Common Core State Standards
|CCSS.ELA-Literacy.SL.9-10.1||Initiate and participate effectively in a range of collaborative discussions (one-on-one, in groups, and teacher-led) with diverse partners on grades 9–10 topics, texts, and issues, building on others’ ideas and expressing their own clearly and persuasively.|
|CCSS.ELA-Literacy.SL.9-10.1a||Come to discussions prepared, having read and researched material under study; explicitly draw on that preparation by referring to evidence from texts and other research on the topic or issue to stimulate a thoughtful, well-reasoned exchange of ideas.|
|CCSS.ELA-Literacy.SL.9-10.1b||Work with peers to set rules for collegial discussions and decision-making (e.g., informal consensus, taking votes on key issues, presentation of alternate views), clear goals and deadlines, and individual roles as needed.|
|CCSS.ELA-Literacy.SL.9-10.1c||Propel conversations by posing and responding to questions that relate the current discussion to broader themes or larger ideas; actively incorporate others into the discussion; and clarify, verify, or challenge ideas and conclusions.|
|CCSS.ELA-Literacy.W.9-10.2||Write informative/explanatory texts to examine and convey complex ideas, concepts, and information clearly and accurately through the effective selection, organization, and analysis of content.|
|CCSS.ELA-Literacy.W.9-10.2a||Introduce a topic; organize complex ideas, concepts, and information to make important connections and distinctions; include formatting (e.g., headings), graphics (e.g., figures, tables), and multimedia when useful to aiding comprehension.|
|CCSS.ELA-Literacy.W.9-10.2b||Develop the topic with well-chosen, relevant, and sufficient facts, extended definitions, concrete details, quotations, or other information and examples appropriate to the audience’s knowledge of the topic.|
1. Connection — 5 minutes
Review fishbowl interview critique from previous lesson. After watching that interview and thinking about how it went, what would have made it better or helped gather deeper/better information?

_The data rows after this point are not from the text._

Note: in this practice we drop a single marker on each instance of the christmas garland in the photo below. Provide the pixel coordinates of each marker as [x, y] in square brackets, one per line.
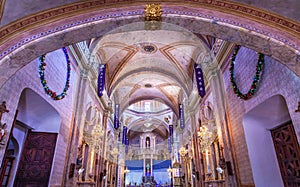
[48, 91]
[256, 78]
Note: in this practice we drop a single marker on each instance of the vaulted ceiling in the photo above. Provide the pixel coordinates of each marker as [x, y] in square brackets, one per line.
[150, 64]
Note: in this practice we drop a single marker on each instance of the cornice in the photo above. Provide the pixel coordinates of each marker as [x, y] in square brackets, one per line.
[74, 9]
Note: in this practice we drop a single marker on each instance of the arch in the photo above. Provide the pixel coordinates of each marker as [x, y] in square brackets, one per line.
[37, 113]
[259, 141]
[28, 38]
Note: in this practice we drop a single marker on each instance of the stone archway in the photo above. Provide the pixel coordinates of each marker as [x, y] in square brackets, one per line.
[28, 38]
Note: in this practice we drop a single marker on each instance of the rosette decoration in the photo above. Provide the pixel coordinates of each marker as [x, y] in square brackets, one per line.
[48, 91]
[256, 78]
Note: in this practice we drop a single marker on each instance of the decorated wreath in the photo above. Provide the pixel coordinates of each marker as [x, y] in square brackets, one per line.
[256, 78]
[48, 91]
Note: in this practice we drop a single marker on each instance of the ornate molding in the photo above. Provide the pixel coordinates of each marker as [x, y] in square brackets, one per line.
[75, 8]
[153, 12]
[2, 3]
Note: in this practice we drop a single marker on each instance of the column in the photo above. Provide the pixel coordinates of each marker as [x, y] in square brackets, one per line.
[215, 78]
[71, 153]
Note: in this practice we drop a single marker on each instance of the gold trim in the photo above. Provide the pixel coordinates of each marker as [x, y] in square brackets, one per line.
[2, 3]
[153, 12]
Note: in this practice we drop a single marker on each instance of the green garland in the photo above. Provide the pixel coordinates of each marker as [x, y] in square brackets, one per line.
[256, 78]
[48, 91]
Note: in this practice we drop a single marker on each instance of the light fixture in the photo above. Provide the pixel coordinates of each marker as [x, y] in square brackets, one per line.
[126, 170]
[183, 151]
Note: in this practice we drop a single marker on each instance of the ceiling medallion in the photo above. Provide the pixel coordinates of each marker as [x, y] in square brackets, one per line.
[148, 48]
[153, 12]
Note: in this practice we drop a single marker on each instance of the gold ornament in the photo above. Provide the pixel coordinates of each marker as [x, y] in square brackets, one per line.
[153, 12]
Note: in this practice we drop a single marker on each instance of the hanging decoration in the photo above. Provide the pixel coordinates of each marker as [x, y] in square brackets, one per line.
[181, 116]
[169, 145]
[124, 135]
[199, 79]
[126, 145]
[101, 79]
[48, 91]
[256, 78]
[116, 116]
[171, 133]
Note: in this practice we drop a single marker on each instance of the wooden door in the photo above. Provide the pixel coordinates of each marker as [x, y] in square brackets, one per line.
[288, 154]
[36, 160]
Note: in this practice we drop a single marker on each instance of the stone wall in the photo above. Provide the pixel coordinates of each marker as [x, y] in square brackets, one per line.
[55, 74]
[276, 79]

2. Direct instruction — 5 minutes
Remind young reporters of the following to help them with their initial interviews:
- Research your subject first and know as much as possible (ask other people).
- Develop your questions (as you will today in class), but don’t ever read them. The interview should be a conversation, not a firing off of questions (and never give your subject a set of questions or leave them lying around).
- Remember to record and take notes (but ask permission first to record).
- Let your subject decide where to meet and let that setting help break the ice. Why did you choose to meet here? Comment on the place and the surroundings.
- Be quiet and listen. Let your subject talk. Make him/her feel like the most important person in the universe.
2. Investigation — 35 minutes
Students are to develop questions for their interview of their profile subject (classmate) using the following approach:
5 minutes – Students work individually to come up with a series of questions they can use to get the interview going.
5 minutes – Students gather back in their teams from the previous lesson and share the questions with one another, writing down those they may need from others’ sharing to gather a more complete set.
5 minutes – Teacher asks for “the best” questions from each team. Teams should provide two of the best, giving credit to the team member that created them. Other students need to add them to their lists if they didn’t have them.
5 minutes – Teacher asks if anyone has any other good discussion starters (not necessarily questions) to get the ball rolling. If nobody has come up with “Tell me things that only a few people know about you” and “tell me about that…” the teacher has students add those and circle or highlight those questions as great ways to start the ball rolling.
10 minutes – Students match up with their chosen personalities and begin the interviewing process. Set a timer so each partner has 5 minutes to interview the other today.
3. Extension and evaluation — 10 minutes
Flash & Dash Exit Ticket – Students complete their Focus Sheets that demonstrate they are prepared to perform the rest of their interviews tonight and tomorrow. They show the teacher but keep them to use.